Quando a guerra vier, e depois que ela se for, um cenário de incertezas e inseguranças terá surgido, dando contornos a uma nova (des) ordem mundial. A ONU, se desrespeitadas suas resoluções, poderá cair no ostracismo e no descrédito total, tornando-se instrumento internacional decorativo e figurativo, a exemplo do que já acontecera com a Liga das Nações, sua fracassada antecessora. Outras dúvidas: será que potências como a França, China, Rússia e Alemanha limitarão suas manifestações a alguns protestos verbais? Ou adotarão posturas mais ativas? Quais? E os países árabes, como se comportarão? A recusa do Parlamento turco em permitir o uso de suas bases pelos norte-americanos pode ser encarada como um indício dos caminhos que pretendem seguir as nações islâmicas? Ou é apenas uma atitude isolada e eles acabarão sucumbindo ao poder financeiro e militar dos EUA, apesar de toda a oposição de suas populações? Que papel poderão cumprir alguns países que se anunciam como estratégicos no jogo geopolítico internacional, como Brasil e Índia? Os cenários traçados pelos analistas não são nada animadores.
“Aceitar a guerra e, ainda mais, delegar aos EUA fazê-la, é uma capitulação que não apenas representará o fim definitivo da ONU, mas também representará a abertura de uma nova era de instabilidade e de guerras”, avalia o sociólogo Emir Sader, também na agência Carta Maior. O jornalista Milton Temer segue a mesma linha de raciocínio: “O cenário resultante é tenebroso. Se Bush não invade, se desmoraliza internamente. Logo, vai invadir, independentemente do que decida a ONU. Invadindo, fere interesses de potências que não vão se limitar, pelo menos a médio prazo, a protestos verbais”. Em artigo publicado pelo Jornal do Brasil, o sociólogo Carlos Alberto Rabaça chama a atenção para o fato de o conflito poder causar “uma nova guerra santa, entre o mundo ocidental e o mundo islâmico, recrudescendo atos terroristas”.

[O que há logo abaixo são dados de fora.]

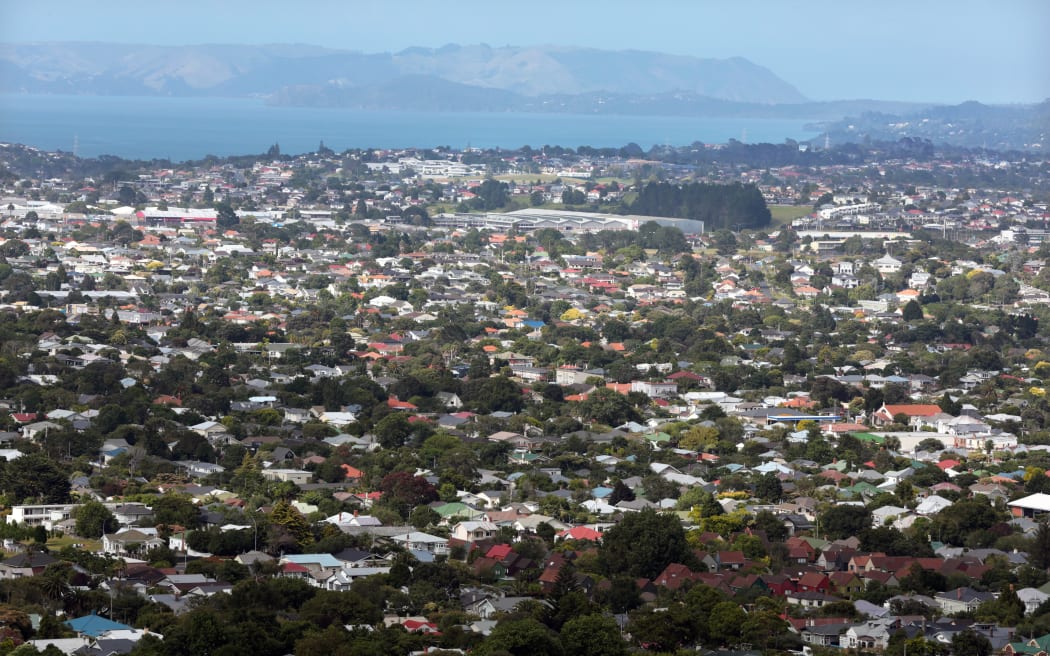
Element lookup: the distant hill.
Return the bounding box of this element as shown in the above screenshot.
[816,100,1050,152]
[0,43,806,104]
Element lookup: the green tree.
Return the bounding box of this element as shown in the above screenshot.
[708,601,748,647]
[0,453,70,504]
[599,509,695,578]
[579,387,641,426]
[901,299,923,322]
[820,506,872,539]
[373,412,412,449]
[72,500,117,539]
[476,617,563,656]
[1028,521,1050,571]
[270,500,314,549]
[755,471,784,503]
[951,627,992,656]
[561,614,627,656]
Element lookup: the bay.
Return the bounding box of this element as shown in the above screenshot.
[0,93,816,162]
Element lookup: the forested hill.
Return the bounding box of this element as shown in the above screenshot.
[630,183,773,230]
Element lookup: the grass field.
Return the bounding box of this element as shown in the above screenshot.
[770,205,813,226]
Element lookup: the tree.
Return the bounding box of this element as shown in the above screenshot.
[708,601,748,647]
[270,499,314,548]
[72,500,117,539]
[379,471,438,516]
[901,299,923,322]
[561,614,627,656]
[1028,522,1050,570]
[755,471,784,503]
[579,387,641,426]
[0,453,70,504]
[609,481,634,506]
[475,617,563,656]
[473,178,509,211]
[408,506,441,530]
[820,506,872,539]
[373,412,412,449]
[599,509,695,578]
[951,627,992,656]
[628,604,697,653]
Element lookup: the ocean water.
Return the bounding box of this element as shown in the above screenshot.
[0,93,816,162]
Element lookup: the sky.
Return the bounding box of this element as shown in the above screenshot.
[0,0,1050,103]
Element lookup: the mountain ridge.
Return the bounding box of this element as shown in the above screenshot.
[0,42,806,104]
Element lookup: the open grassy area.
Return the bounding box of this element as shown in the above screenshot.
[47,535,102,551]
[770,205,813,226]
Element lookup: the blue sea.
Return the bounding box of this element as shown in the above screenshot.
[0,93,816,162]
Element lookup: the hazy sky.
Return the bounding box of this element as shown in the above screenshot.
[0,0,1050,103]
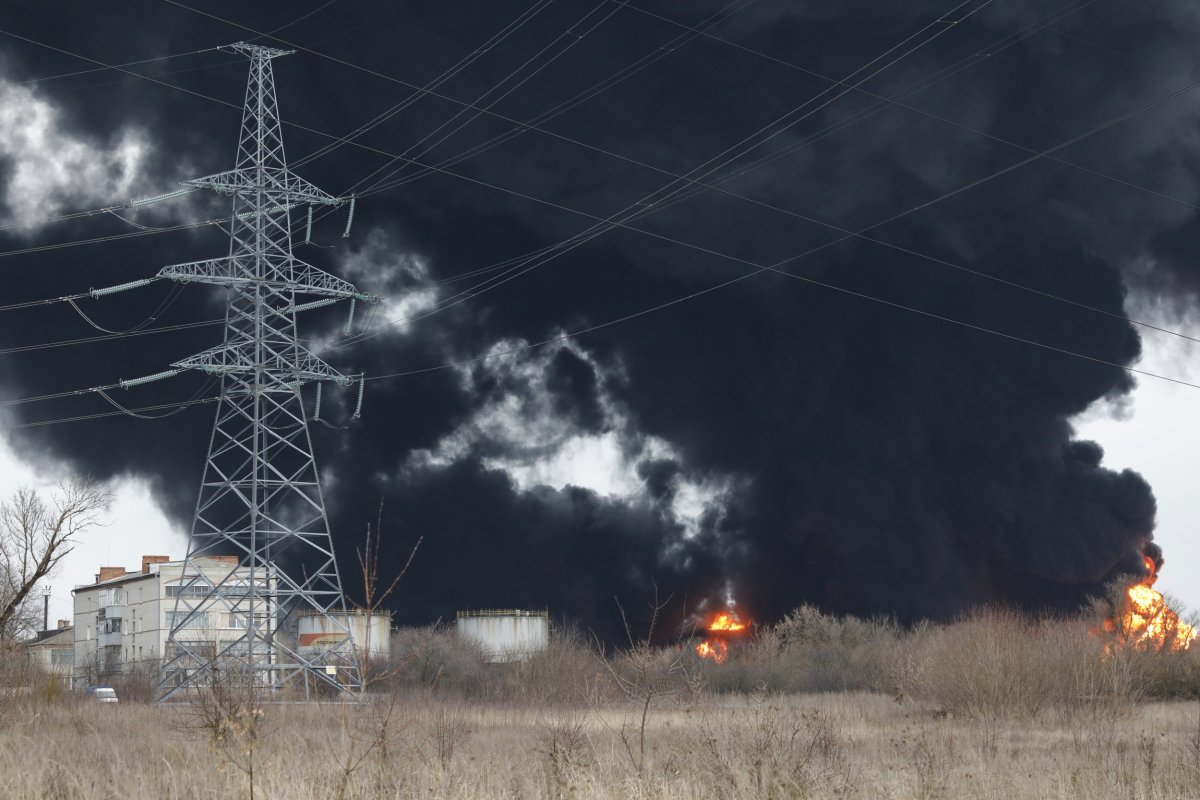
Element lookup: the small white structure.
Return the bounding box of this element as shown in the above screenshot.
[457,608,550,663]
[22,619,74,688]
[296,610,391,658]
[72,555,274,685]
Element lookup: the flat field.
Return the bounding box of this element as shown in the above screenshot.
[0,692,1200,800]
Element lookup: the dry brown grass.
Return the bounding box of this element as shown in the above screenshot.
[9,608,1200,800]
[0,693,1200,800]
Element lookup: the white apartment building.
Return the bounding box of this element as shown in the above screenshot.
[22,619,74,688]
[72,555,274,682]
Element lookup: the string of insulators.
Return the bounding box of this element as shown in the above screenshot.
[342,194,359,239]
[88,278,157,297]
[350,375,367,420]
[292,297,341,313]
[118,369,179,389]
[130,188,196,209]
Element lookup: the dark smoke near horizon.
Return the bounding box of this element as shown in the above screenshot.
[0,0,1200,636]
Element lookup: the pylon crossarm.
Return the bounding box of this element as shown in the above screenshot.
[157,255,364,302]
[184,167,346,206]
[170,344,350,383]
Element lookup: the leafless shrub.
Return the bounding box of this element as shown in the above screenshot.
[355,500,424,692]
[108,660,160,703]
[496,627,612,708]
[598,591,685,776]
[181,663,268,800]
[911,610,1140,718]
[385,624,491,698]
[538,710,595,798]
[425,702,473,771]
[334,694,397,800]
[695,691,842,798]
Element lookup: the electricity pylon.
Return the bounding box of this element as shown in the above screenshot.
[148,43,377,699]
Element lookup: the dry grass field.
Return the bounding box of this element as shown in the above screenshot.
[0,608,1200,800]
[0,693,1200,800]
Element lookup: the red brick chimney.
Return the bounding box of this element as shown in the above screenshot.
[142,555,170,575]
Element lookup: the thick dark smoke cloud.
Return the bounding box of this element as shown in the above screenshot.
[0,0,1200,636]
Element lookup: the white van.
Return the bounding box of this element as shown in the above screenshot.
[84,686,118,703]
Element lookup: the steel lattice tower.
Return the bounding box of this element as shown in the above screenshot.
[154,43,376,699]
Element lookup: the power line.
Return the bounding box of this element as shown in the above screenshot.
[336,0,618,193]
[4,4,1194,369]
[348,0,756,199]
[328,0,992,345]
[624,2,1200,211]
[290,0,556,169]
[4,5,1194,391]
[14,46,217,86]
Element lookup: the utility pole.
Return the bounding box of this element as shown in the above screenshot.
[126,42,377,700]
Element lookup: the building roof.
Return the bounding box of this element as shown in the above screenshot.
[71,555,238,593]
[22,627,74,648]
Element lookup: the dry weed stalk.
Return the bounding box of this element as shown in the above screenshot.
[355,500,425,692]
[536,710,595,798]
[184,663,266,800]
[599,588,684,777]
[425,703,474,772]
[334,693,397,800]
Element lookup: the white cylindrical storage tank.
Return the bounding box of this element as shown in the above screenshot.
[296,612,391,658]
[457,608,550,663]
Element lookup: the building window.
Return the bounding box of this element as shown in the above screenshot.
[167,581,212,597]
[167,612,209,630]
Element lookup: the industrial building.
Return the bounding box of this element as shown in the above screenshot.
[68,555,391,685]
[72,555,270,682]
[456,608,550,663]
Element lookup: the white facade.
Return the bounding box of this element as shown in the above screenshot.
[456,609,550,663]
[73,557,270,682]
[23,620,74,687]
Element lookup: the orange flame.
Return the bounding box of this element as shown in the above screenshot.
[696,612,750,663]
[1104,555,1196,651]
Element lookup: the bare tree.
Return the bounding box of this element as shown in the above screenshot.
[0,477,112,639]
[358,500,425,692]
[598,587,684,776]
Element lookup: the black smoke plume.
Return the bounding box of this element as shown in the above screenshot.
[0,0,1200,634]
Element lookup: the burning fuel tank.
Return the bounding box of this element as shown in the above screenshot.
[296,612,391,658]
[457,608,550,663]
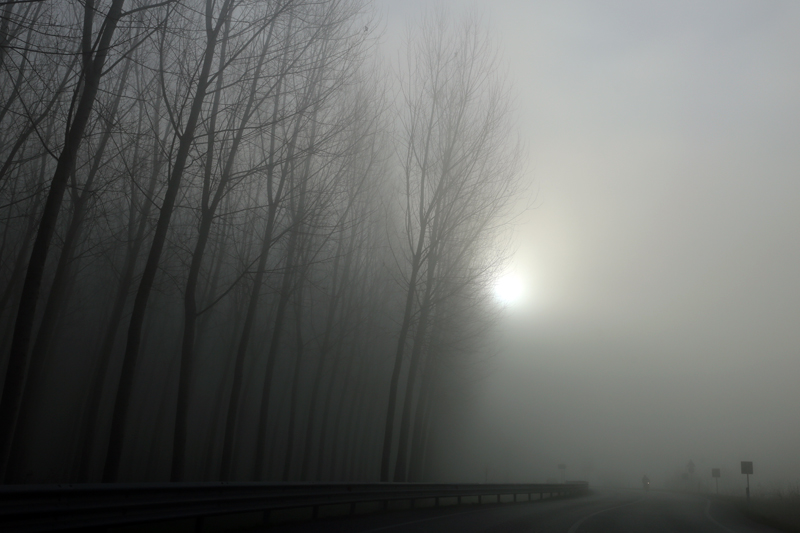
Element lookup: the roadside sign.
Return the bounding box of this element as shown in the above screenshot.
[742,461,753,503]
[711,468,719,494]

Diante de um cenário onde não aparecerão perdedores ou vencedores – todos perderemos –, as soluções diplomáticas e negociadas, que contemplem saídas e alternativas pacíficas, parecem ser a única proposta que deve ser efetivamente considerada. Desafio gigantesco e hercúleo, a imposição de um cenário de paz parece ser tarefa e responsabilidade daquela que o jornalista Clovis Rossi chama de a mais nova superpotência mundial, e que, no dia 15 de fevereiro, conseguiu reunir mais de seis milhões de pessoas em mais de 60 países do mundo: a sociedade civil articulada e globalizada. “Se se considerar que nenhum país tem condições de se opor de fato aos desígnios imperiais dos Estados Unidos, a simples perspectiva de que o clamor público expresso nas ruas (o chamado ‘voto com os pés’) possa de fato brecar a guerra, ainda que temporariamente, já basta para caracterizar o movimento como a outra superpotência”, escreve o jornalista, em artigo publicado pela Folha de S. Paulo de 19 de fevereiro, para na seqüência concluir: “As maiores manifestações do mundo desde a guerra do Vietnã demonstraram que a idéia de que ‘um outro mundo é possível’ tem adeptos em número portentoso. Falta definir claramente como construí-lo”.
Eis o desafio colocado a cada um – e a todos nós.